After reading floobydust's post, I have decided to add a 15 volt crowbar circuit right where the 12 volt supply comes into the box. The power supply "should" never go above about 12.5 volts. But you never know for sure. I would rather take out a fuse rather than damage other circuitry. Hopefully the fast blow fuse would go before anything else did.

[floobydust]

This is a high-side switch scheme I use without trouble in environments with transients and harsh conditions.

Q1 can be a small MOSFET like BSS138, but add a gate pull down resistor so no drama if the MCU O/P floats by accident (stuck in bootloader etc.). BJT is better for low voltage MCU's and HV rating, but more current used for the base drive.
D3 protects the MOSFET switch from -ve spikes dues to any load inductance.

I've seen designs with no series resistors and the MOSFET failed short, took out the driver MOSFET and then the MCU exploded.

[Zero999]

Why do you think that?

Because you said move R1 to between Q1's base and 0V. You didn't say anything about Q1's emitter.

You're correct. I apologise. I meant to say between the emitter and base.

The circuit will work the way you show it. However, I don't like the idea of connecting the PIC pin to Q1's base directly with no current limiting. Since the DMP3099L-7 doesn't have a zener in it, I will leave R1 where it is.

Your concern is unfounded. The emitter resistor will limit the base current to a much lower level, than it would be if the resistor was in series with the base. The base current will be equal to the current through R2, divided by Q1's Hfe, which will be around 4.6µA, assuming an Hfe of 100. It will also speed up the turn-off time, as Q1 will never go into saturation, although I appreciate speed isn't a concern here and it will never be fast with such high resistor values.

After reading floobydust's post, I have decided to add a 15 volt crowbar circuit right where the 12 volt supply comes into the box. The power supply "should" never go above about 12.5 volts. But you never know for sure. I would rather take out a fuse rather than damage other circuitry. Hopefully the fast blow fuse would go before anything else did.

I think that's a good idea.If you experience nuisance tripping, you ca add a slow down capacitor to the crowbar and another, slightly higher voltage zener to catch short, high voltage spikes.

[rcbuck]

I've seen designs with no series resistors and the MOSFET failed short, took out the driver MOSFET and then the MCU exploded.

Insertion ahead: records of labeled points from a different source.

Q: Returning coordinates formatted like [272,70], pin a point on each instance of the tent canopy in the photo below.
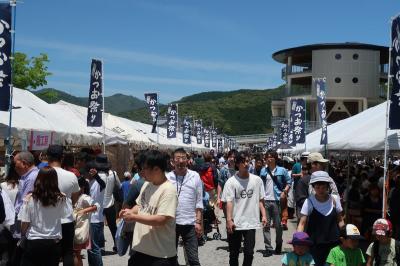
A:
[362,132]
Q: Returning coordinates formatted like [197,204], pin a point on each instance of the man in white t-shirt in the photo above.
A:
[244,197]
[189,213]
[68,184]
[154,214]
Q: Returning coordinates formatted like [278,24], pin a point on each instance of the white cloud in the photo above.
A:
[152,59]
[162,80]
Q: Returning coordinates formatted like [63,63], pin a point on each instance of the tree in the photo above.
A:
[30,72]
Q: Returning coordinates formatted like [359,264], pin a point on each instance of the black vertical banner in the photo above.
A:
[206,132]
[298,114]
[291,138]
[187,131]
[172,121]
[95,101]
[199,131]
[394,114]
[152,103]
[5,54]
[284,132]
[321,99]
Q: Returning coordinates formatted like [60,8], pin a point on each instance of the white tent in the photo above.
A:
[362,132]
[131,131]
[68,123]
[32,113]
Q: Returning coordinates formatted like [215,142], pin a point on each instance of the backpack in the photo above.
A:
[209,178]
[377,257]
[2,208]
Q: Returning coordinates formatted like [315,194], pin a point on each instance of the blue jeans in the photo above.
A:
[273,211]
[190,243]
[94,254]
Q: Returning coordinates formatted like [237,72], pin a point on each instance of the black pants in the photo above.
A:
[41,252]
[111,218]
[190,243]
[67,244]
[235,240]
[140,259]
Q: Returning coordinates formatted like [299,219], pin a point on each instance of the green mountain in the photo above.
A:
[237,112]
[115,104]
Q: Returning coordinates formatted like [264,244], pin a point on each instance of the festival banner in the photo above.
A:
[394,114]
[198,131]
[269,143]
[220,147]
[152,103]
[95,101]
[5,54]
[206,133]
[321,100]
[298,113]
[172,121]
[187,131]
[274,141]
[291,138]
[284,132]
[214,137]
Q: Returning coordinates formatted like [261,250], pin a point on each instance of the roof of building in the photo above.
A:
[303,54]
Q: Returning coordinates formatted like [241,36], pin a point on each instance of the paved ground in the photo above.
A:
[214,252]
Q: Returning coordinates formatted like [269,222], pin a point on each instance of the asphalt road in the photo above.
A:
[214,252]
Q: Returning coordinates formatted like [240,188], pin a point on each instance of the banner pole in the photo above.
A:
[387,125]
[305,124]
[104,108]
[13,4]
[158,114]
[190,136]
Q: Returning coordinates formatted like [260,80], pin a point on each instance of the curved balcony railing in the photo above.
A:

Yes, that was my concern. If the Mosfet shorted and took out the driver, even with a 10K resistor you are still applying 12 volts at 1 mA to the MCU output pin. Hopefully the MCU would survive. With no resistor it would be destroyed along with everything else tied to the same Vdd bus.

[Zero999]

I've seen designs with no series resistors and the MOSFET failed short, took out the driver MOSFET and then the MCU exploded.

Yes, that was my concern. If the Mosfet shorted and took out the driver, even with a 10K resistor you are still applying 12 volts at 1 mA to the MCU output pin. Hopefully the MCU would survive. With no resistor it would be destroyed along with everything else tied to the same Vdd bus.

In this case, Q1 is rated to over 12V, so even if the MOSFET failed short it would survive and nothing bad would happen to the MCU.

EDIT:
Have you considered a proper MOSFET drive IC, such as the MCP1401 or MC34152?
https://www.onsemi.com/pub/Collateral/MC34152-D.PDF
http://ww1.microchip.com/downloads/en/DeviceDoc/20002052D.pdf

[rcbuck]

Have you considered a proper MOSFET drive IC, such as the MCP1401 or MC34152?

No, but the MCP1402 looks interesting. It would certainly work nicely with a higher powered Mosfet.